Por muy feliz que me hiciera dejarle lo que necesitara para sacarlo del apuro, nunca me había visto en la situación, más propia de un padre que de una hermana, de tener que darle una asignación a mi hermano mayor. Edison siempre había sido el manirroto. En mis visitas a Nueva York nunca me había dejado pagar nada, me pasaba invitaciones para sus actuaciones y me engatusaba para llevarme a antros donde la consumición no le costaba nada porque todo el mundo lo conocía. Aún recuerdo cómo enseñaba billetes de cien dólares a camareros y taxistas. Ahora era yo la que tenía recursos, y sentía una pérdida que debió de ser mutua. A él le había gustado ser el derrochón, mi protector, y a mí me había gustado que lo fuese.

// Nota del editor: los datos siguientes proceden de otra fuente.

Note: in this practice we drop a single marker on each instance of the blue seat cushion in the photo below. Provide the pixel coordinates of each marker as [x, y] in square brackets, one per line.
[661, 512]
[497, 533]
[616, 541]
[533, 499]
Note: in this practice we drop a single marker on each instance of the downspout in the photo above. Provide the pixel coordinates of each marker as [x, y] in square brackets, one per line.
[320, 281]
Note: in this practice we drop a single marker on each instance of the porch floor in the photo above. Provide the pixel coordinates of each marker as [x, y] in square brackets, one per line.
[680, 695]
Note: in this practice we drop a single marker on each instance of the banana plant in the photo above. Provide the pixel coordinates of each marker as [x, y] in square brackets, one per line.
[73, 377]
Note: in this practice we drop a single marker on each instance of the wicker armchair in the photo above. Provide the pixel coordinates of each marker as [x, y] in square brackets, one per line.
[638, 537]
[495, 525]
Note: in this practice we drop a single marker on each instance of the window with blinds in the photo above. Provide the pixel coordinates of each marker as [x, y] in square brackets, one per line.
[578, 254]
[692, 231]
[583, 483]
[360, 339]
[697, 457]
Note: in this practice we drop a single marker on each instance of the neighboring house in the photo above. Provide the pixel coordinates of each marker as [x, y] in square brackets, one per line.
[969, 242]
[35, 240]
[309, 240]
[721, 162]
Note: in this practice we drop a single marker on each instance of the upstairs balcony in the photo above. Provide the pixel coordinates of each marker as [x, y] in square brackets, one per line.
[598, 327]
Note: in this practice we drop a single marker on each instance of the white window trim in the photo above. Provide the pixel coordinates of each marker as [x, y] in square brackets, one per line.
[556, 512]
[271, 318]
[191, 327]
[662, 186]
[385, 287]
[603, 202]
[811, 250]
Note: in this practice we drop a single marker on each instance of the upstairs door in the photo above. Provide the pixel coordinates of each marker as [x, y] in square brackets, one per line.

Sin embargo, lo que me molestaba —mientras fregaba las salpicaduras de masa quemada que habían dejado la cocina hecha un pringue— no era darle a Edison un «préstamo». Hasta ese momento, nadie, ni siquiera mi poco diplomático hijastro, había abordado de frente el tema de las dimensiones de mi hermano. Ni yo misma había aludido una sola vez a su peso diciéndoselo a la cara, y a consecuencia de ello no me sentía del todo en mis cabales. Quiero decir que voy a buscarlo al aeropuerto y lo veo tan…, tan… GORDO que lo miro y no reconozco a mi propio hermano; pero, de pronto, todos nos comportamos como si eso fuera absolutamente normal. El decoro, el mirar para otro lado durante la conversación, me hicieron sentirme falsa y mentirosa, y el tacto no era sino un cómplice. Ese día, con tal de pasar juntos una mañana amena, me había tomado un desayuno cinco veces más abundante que el habitual, y el atracón que nos dimos Tanner y yo había servido para que Edison comiese mucho más. En nuestro caso, el dicho hacer la vista gorda no podía ser más oportuno.